Most people will donate to charity out of the sheer goodness of their heart, aiming to make a difference in their organization of choice.
Few actually realize that while these charitable donations can make the world of difference to the recipients, they can also benefit your own health in more ways than you can imagine.
That’s right; science has proven that giving to charity can boost your general health. We were first alerted to this through a post on the website of John Binkley Dallas, which emphasized how giving is essential to life.
Following on from the above, let’s take a look at some of the ways in which giving to charity can benefit your health.
You’ll Live Longer
It might sound ridiculous, but real studies have been conducted which show that those people who give to charity will actually live longer.
In 1999, at the University of California, it was found that people over 55-years-old and volunteered for at least two organizations were 44% less likely to die in the next five years, as opposed to those who didn’t volunteer.
This hasn’t been the only study which has been conducted – several years later in 2003 the University of Michigan found similar.
Giving can make you live longer – it’s proven.
You’ll Also Live a Happier Life
As well as living longer, the science out there suggests that your life will be happier and more fulfilled as well.
Believe it or not, every time you give money you are activating a part of your brain that deals with pleasure. While you might not feel it initially, it will most definitely be there in you subconscious.
This was proven in a 2006 study. The National Institutes of Health studied the brain in people who regularly gave to charities. They found that the “reward” region of the brain (the mesolimbic pathway) was significantly active.

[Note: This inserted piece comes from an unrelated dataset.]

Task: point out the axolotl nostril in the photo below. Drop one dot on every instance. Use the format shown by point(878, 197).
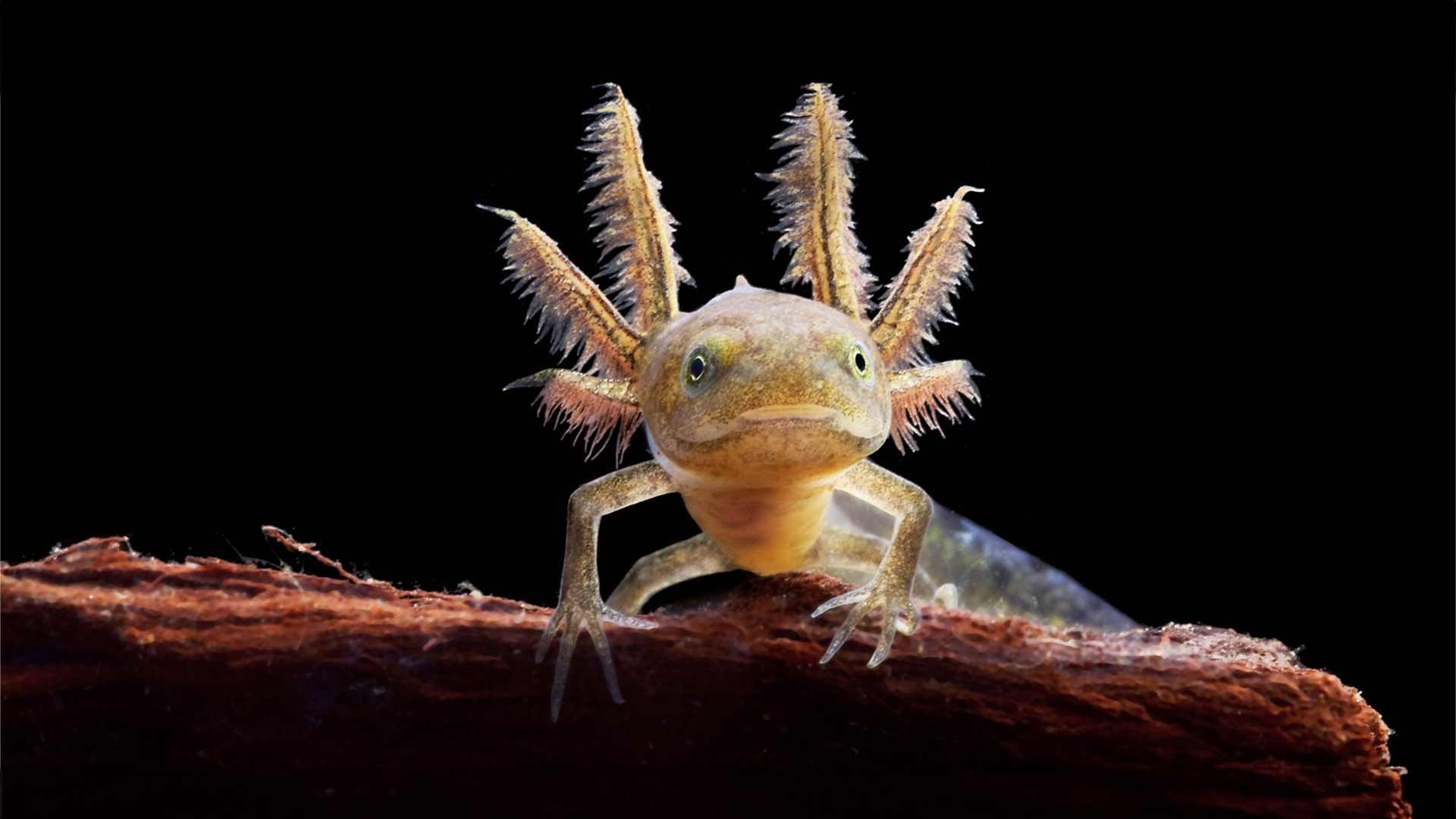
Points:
point(761, 406)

As crazy as it may sound, like anything which stimulates this area of the brain, it can become addictive.
You Can Keep Your Stress Levels Down to a Minimum
This next study actually revolves around the reverse. In other words, a scientist looked at those people who weren’t as forward in giving, and found that they suffered from higher levels of cortisol.
This is the stress hormone and ultimately, the more that’s in your body the worse you are going to feel. Having found these results, the psychologist in question proceeded to study those people who gave to charity and found that they had much lower levels of the hormone.
It Will Keep Your Mental Health In-Check
Bearing all of the above points in mind, it probably won’t come as a surprise to hear that studies have found that giving improves your mental health as a whole. Forty separate studies have concluded this, with the results available in a BMC journal.
As well as giving tangible gifts, the review found that volunteering had very similar effects to what has been concentrated on above as well.